Julia provides the @threads
macro to multithread for-loops.
Make sure that you actually have multiple threads in this Julia session! (I recommend 8 threads on Noctua 2.)
using Base.Threads: @threads, nthreads
@assert nthreads() > 1
nthreads()
8
function axpy_multithreading_dynamic!(y, a, x)
#
# TODO: Implement a naive multithreaded AXPY kernel (with @threads).
#
@threads for i in eachindex(y,x)
@inbounds y[i] = a * x[i] + y[i]
end
return nothing
end
axpy_multithreading_dynamic! (generic function with 1 method)

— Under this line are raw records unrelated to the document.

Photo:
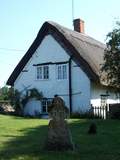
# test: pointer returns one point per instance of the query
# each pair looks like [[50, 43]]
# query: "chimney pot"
[[78, 25]]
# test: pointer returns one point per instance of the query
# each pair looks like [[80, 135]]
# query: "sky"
[[21, 20]]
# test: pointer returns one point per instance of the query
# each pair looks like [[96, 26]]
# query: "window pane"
[[46, 72], [39, 72], [59, 72], [64, 72]]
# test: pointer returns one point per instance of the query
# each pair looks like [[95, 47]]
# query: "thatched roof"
[[85, 51]]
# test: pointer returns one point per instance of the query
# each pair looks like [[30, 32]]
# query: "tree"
[[111, 66], [4, 93]]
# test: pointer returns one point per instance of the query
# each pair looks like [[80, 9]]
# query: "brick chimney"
[[78, 25]]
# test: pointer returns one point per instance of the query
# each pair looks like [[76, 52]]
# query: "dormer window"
[[42, 72], [62, 72]]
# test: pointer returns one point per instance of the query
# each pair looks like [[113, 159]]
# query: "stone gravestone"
[[59, 136]]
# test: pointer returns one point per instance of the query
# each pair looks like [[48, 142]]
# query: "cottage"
[[67, 63]]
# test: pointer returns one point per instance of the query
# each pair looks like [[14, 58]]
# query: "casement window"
[[42, 72], [104, 100], [45, 103], [62, 72]]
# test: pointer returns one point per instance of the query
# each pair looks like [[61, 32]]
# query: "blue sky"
[[21, 20]]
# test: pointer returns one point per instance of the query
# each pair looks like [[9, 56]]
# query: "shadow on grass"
[[30, 145]]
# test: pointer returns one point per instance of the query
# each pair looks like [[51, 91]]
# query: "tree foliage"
[[111, 66]]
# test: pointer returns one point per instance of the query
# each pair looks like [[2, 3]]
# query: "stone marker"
[[59, 136]]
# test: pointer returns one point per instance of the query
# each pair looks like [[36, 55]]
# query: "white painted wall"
[[51, 51], [48, 51], [97, 90]]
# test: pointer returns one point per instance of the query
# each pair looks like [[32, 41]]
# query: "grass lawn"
[[24, 139]]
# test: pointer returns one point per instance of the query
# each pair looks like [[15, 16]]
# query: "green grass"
[[23, 139]]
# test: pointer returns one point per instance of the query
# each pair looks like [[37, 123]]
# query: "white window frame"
[[42, 73], [45, 103], [62, 71]]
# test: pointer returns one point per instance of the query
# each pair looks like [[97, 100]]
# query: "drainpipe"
[[70, 85]]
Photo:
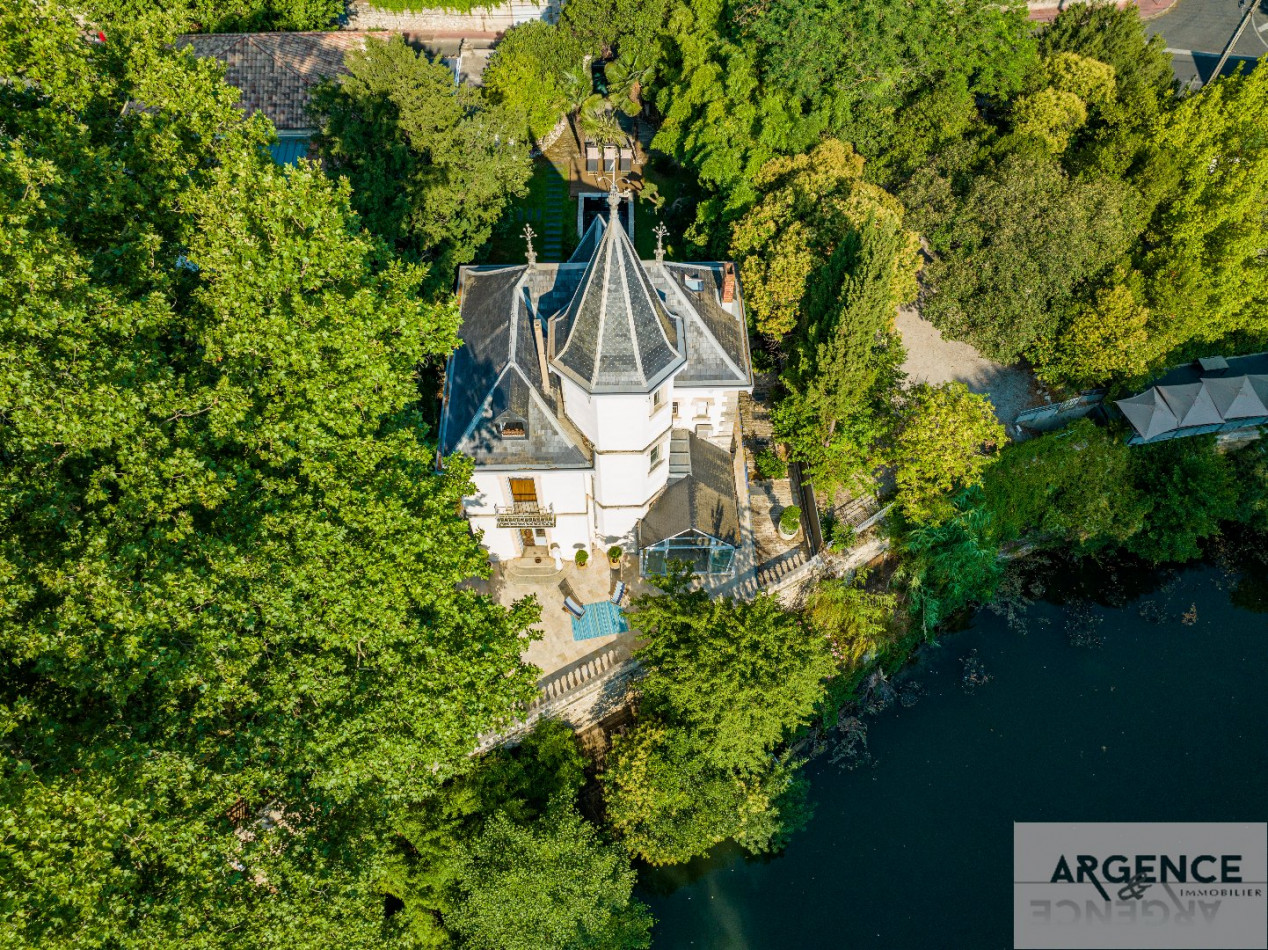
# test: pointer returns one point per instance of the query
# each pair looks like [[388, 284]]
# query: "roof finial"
[[529, 234]]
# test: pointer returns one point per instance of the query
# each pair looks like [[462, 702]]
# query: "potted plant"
[[790, 523]]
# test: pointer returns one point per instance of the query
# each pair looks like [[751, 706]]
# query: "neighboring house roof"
[[615, 336], [497, 372], [703, 501], [1203, 396], [277, 71]]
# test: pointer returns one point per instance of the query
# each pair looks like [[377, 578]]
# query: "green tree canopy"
[[431, 164], [553, 885], [737, 675], [942, 445], [1074, 486], [232, 636], [670, 804]]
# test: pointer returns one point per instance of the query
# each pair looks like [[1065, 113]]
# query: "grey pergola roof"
[[703, 501], [1196, 405], [615, 335]]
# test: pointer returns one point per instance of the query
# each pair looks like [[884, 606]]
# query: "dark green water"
[[1164, 721]]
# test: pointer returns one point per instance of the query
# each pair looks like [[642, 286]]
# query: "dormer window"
[[511, 426]]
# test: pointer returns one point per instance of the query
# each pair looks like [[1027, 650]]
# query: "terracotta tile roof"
[[275, 71]]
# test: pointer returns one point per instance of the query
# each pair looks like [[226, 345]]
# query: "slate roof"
[[704, 500], [615, 335], [277, 71], [588, 241], [717, 341], [496, 373], [1195, 398]]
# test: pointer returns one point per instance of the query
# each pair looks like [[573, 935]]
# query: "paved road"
[[1197, 31]]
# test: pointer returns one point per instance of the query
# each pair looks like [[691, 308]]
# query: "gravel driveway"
[[932, 359]]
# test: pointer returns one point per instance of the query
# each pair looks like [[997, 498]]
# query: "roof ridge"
[[703, 322]]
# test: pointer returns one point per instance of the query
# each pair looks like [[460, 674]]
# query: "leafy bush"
[[771, 466], [223, 15], [841, 535]]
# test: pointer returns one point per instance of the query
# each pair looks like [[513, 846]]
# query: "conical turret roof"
[[615, 334]]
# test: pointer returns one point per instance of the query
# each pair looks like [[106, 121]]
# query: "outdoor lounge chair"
[[569, 600]]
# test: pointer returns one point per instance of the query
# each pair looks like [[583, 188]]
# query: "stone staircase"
[[680, 454]]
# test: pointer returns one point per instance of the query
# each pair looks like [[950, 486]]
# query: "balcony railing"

measure_perf(axpy_multithreading_dynamic!);
Dtype: Float64 Memory Bandwidth (GB/s): 39.04 Compute (GFLOP/s): 3.25
🙁 What's going on?! Why no (or not much) speedup?! 😢
Why pin threads?
How pin Julia threads? → ThreadPinning.jl
What about external tools like numactl
, taskset
, etc.? Doesn't work reliably because they often can't distinguish between Julia threads and other internal threads.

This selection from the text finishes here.